We have experienced an issue with one of our servers.
This IBM x3650 M2 installed with Windows Server 2008 x64 R2 is running Hyper-V and multiple virtual machines on it. It is also connected to a EMC NS-960 FC SAN, from which it mounts volumes where the virtual hard disks are located.
1- We noticed that when one of the virtual machine is having a certain load, the complete IBM server has a blue screen showing “IRQL_NOT_LESS_OR_EQUAL” with STOP ERROR “0x0000000A”.
Figure 1: Stop Error
2- It is not the only strange behavior. When the dump consecutive to the error finishes and the server restarts, it stays a long time trying to load Windows in vain. We have to physically go to the datacenter, stop the server, remove the FC cables, and start it up, for the OS to load correctly. We then plug back the FC cables once the OS is completely loaded.
You can imagine the inconvenience, especially when important services are running on the virtual machines!

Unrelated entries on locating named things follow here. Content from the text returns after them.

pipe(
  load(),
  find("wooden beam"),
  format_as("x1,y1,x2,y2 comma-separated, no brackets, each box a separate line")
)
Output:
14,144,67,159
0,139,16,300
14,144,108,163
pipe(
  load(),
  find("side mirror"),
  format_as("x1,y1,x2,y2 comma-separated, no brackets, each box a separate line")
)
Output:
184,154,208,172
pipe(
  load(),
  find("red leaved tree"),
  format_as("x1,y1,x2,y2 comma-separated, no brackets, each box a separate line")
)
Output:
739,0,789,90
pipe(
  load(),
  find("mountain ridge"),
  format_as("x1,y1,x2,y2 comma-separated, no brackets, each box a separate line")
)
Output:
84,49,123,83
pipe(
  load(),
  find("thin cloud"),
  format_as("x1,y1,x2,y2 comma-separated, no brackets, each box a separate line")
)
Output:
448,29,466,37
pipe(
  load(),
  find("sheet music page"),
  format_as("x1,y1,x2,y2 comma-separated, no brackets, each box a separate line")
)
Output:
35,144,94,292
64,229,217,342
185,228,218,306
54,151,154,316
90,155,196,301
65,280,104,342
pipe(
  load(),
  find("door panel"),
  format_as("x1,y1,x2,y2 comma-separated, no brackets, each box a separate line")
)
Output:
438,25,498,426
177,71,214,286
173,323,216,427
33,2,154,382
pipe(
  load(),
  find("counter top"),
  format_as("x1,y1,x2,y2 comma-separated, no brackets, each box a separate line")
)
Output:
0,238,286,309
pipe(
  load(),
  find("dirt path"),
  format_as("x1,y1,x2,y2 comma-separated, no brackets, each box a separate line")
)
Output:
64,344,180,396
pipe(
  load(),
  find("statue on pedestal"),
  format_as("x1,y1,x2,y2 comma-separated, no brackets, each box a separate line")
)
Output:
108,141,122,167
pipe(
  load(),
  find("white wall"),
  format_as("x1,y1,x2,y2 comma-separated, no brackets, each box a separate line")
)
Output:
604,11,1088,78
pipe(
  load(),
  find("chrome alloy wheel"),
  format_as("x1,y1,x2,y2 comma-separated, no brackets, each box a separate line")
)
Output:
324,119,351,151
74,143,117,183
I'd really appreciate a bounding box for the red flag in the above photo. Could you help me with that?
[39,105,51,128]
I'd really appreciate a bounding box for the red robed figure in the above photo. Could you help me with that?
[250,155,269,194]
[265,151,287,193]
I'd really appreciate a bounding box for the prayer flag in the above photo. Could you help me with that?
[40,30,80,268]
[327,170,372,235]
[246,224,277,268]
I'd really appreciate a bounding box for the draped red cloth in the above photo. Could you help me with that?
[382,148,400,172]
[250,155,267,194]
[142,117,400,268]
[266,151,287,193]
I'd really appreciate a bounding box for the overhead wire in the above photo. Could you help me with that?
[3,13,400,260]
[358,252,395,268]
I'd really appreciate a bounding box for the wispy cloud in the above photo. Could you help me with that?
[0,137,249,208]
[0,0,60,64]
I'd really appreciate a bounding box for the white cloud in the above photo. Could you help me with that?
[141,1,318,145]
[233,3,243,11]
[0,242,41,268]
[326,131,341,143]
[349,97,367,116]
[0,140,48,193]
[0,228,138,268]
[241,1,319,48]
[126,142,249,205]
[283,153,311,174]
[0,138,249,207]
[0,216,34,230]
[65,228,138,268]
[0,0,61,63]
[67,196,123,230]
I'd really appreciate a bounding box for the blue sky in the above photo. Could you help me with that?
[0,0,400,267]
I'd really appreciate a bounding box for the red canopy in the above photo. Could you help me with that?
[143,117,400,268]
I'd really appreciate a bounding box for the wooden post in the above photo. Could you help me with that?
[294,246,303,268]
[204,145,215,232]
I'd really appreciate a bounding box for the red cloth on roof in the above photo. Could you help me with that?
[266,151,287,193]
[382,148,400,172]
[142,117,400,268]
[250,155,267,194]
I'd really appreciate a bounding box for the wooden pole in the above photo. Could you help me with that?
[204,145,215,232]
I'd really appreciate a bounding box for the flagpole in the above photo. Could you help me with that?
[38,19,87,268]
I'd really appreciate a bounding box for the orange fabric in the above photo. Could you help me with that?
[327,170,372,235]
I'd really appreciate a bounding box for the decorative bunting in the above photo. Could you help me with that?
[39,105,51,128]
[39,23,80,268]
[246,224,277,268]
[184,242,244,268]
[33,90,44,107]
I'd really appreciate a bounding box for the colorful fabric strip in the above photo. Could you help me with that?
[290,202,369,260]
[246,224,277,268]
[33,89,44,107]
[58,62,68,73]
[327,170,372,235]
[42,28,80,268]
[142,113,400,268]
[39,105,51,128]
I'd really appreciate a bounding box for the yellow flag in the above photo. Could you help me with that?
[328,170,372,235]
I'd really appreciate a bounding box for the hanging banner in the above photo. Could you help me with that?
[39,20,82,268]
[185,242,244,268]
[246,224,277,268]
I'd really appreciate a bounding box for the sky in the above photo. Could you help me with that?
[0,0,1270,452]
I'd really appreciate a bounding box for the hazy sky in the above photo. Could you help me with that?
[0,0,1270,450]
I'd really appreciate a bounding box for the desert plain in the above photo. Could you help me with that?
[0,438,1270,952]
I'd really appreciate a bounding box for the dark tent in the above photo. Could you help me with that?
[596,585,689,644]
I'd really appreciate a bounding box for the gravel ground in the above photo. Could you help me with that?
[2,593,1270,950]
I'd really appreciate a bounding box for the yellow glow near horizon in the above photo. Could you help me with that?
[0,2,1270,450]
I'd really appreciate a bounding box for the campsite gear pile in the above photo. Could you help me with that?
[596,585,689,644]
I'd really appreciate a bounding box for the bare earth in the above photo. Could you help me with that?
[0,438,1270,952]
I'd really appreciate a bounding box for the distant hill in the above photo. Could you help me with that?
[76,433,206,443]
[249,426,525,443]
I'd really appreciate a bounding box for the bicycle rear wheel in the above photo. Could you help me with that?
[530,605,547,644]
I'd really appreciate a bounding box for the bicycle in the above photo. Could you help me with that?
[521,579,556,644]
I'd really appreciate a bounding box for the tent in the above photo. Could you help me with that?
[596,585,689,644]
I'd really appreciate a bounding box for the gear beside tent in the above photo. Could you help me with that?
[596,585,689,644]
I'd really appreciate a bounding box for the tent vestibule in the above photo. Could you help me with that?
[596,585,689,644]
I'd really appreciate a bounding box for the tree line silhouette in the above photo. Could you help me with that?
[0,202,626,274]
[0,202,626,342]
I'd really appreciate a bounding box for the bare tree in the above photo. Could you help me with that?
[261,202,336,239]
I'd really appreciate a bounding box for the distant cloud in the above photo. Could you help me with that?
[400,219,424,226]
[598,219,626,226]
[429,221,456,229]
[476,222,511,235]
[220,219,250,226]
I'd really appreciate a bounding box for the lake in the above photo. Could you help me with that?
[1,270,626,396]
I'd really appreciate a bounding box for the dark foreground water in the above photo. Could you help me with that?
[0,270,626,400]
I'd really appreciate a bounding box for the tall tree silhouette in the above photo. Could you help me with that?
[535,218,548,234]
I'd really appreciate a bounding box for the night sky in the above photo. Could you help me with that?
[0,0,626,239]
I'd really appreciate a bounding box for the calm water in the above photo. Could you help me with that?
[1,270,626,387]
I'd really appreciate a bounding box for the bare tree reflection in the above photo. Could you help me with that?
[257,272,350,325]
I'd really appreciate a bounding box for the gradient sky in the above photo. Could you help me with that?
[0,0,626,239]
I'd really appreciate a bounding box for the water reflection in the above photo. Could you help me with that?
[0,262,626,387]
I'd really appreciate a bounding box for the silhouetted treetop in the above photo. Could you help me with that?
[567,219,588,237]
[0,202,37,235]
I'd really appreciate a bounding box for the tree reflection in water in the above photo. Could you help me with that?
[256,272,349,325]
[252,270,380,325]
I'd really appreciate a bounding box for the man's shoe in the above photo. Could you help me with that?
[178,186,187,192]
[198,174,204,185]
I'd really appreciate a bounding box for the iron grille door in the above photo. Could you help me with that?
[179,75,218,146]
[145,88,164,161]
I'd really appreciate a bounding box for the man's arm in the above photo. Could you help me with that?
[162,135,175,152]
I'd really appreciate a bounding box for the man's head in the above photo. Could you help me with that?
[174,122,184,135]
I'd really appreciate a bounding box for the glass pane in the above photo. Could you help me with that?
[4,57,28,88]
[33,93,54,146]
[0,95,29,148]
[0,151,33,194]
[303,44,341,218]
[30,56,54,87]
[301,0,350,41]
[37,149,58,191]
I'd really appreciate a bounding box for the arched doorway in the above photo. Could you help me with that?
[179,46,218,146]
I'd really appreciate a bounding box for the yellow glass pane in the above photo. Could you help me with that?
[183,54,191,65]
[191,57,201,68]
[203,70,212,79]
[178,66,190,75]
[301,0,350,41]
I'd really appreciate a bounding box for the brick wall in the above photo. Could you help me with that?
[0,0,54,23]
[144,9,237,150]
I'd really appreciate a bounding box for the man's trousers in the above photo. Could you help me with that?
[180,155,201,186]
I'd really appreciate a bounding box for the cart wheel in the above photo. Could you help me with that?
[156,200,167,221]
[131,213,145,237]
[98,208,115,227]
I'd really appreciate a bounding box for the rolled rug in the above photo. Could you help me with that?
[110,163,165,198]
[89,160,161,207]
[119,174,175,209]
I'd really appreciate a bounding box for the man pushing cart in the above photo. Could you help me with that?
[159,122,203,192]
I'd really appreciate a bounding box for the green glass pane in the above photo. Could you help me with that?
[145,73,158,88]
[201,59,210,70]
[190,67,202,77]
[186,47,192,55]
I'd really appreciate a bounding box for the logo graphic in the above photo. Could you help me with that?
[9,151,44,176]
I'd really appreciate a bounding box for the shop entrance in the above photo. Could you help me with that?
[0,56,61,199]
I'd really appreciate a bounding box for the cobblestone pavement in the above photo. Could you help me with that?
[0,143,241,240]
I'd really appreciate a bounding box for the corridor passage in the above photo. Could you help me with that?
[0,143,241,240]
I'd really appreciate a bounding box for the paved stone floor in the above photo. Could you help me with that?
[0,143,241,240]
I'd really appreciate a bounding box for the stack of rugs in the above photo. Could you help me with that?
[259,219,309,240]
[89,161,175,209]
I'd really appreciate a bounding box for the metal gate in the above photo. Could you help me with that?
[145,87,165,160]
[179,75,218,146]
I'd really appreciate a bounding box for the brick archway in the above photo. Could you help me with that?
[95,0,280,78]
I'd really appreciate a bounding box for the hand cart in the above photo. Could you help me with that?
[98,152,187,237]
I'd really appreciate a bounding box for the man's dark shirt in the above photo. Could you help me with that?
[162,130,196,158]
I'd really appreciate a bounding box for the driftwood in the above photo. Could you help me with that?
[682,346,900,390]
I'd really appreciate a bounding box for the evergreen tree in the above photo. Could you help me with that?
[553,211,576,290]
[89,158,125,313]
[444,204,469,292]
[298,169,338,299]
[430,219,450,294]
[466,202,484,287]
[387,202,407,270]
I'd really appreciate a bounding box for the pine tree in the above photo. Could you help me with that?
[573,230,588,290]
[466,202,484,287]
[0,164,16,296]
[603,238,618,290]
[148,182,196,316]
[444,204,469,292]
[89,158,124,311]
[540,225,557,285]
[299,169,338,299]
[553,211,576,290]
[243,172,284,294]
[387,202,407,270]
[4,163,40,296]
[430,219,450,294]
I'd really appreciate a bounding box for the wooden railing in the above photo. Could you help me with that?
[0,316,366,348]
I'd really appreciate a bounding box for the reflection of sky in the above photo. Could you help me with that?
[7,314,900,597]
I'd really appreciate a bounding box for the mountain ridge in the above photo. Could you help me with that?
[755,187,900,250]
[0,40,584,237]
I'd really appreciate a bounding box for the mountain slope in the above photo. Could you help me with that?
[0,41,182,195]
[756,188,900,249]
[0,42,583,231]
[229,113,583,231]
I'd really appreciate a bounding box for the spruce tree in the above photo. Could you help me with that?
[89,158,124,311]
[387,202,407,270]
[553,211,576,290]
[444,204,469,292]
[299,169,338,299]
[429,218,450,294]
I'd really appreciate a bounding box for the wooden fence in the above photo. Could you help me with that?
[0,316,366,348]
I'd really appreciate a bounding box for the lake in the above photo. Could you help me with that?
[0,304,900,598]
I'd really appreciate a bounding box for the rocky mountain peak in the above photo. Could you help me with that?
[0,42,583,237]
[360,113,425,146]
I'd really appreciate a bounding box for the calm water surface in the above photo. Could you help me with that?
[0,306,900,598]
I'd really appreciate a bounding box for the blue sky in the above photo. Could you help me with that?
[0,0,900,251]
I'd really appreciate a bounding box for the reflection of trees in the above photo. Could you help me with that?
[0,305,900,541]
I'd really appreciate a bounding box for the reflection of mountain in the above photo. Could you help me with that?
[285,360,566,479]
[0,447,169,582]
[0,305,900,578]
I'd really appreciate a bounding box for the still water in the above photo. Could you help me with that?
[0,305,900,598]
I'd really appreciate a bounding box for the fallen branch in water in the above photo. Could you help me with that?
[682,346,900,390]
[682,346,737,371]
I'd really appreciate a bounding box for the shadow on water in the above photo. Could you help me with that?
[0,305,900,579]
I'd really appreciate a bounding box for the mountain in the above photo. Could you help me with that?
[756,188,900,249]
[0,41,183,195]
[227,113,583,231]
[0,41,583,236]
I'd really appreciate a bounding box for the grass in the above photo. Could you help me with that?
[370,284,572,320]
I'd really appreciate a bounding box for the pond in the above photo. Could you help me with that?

1- Having a look to different knowledge bases, I found that Microsoft discusses the issue of Windows Server 2008 R2 experiencing stop error 0x0000000A and has published a hotfix.
The following article may be interesting for you to read:
Article ID: 979903 – "STOP 0x000000A" Stop error when there is a request to allocate a large amount of contiguous physical memory in Windows Server 2008 R2 or Windows 7.
It is explained in the article that the issue is due to Memory Manager struggling with database scans.
2- I also found another article on the second behavior and for that one too, Microsoft had a hotfix published.
Article ID: 979374 – The system becomes unbootable after you add raw disks to a Windows Server 2008 R2-based computer that has EFI enabled
Due to the fact that our server runs UEFI and is mounting external storage volumes from the SAN, the system is unbootable, they explain. I just wonder why this issue did not appear before, as we have been running with that server almost for a year without experiencing this.
I would also recommend you follow this link which discusses the same behavior of IBM servers with external storage: http://sites.google.com/site/virtualkb/accueil/hardware/localoperatingsystembootfailswhenexternalstorageisattached-ibmsystemx3550m2x3650m2andbladecenterhs22
The issue might occur on series:
BladeCenter HS22, Type 1936, any model
BladeCenter HS22, Type 7870, any model
System x3550 M2, Type 4198, any model
System x3550 M2, Type 7946, any model
System x3650 M2, Type 4199, any model
System x3650 M2, Type 7947, any model
So I understood that we were merely leaving two different issues at a time.
Did the hotfixes…fix the issues?
We successfully downloaded and applied the two hotfixes one month ago. Since then, we haven’t experienced any of the previous behaviors!!!
Note that in the KB 979374, there are two methods proposed: one method if you are already running your server with the OS installation, another method to be followed at the installation of the server (it is about including the hotfixes into your install media, and you would have to add one other hotfix 975535).
The lesson: So if you have a server built on EFI and may have to add external storage volumes, I would recommend you go to the second method before you install your OS!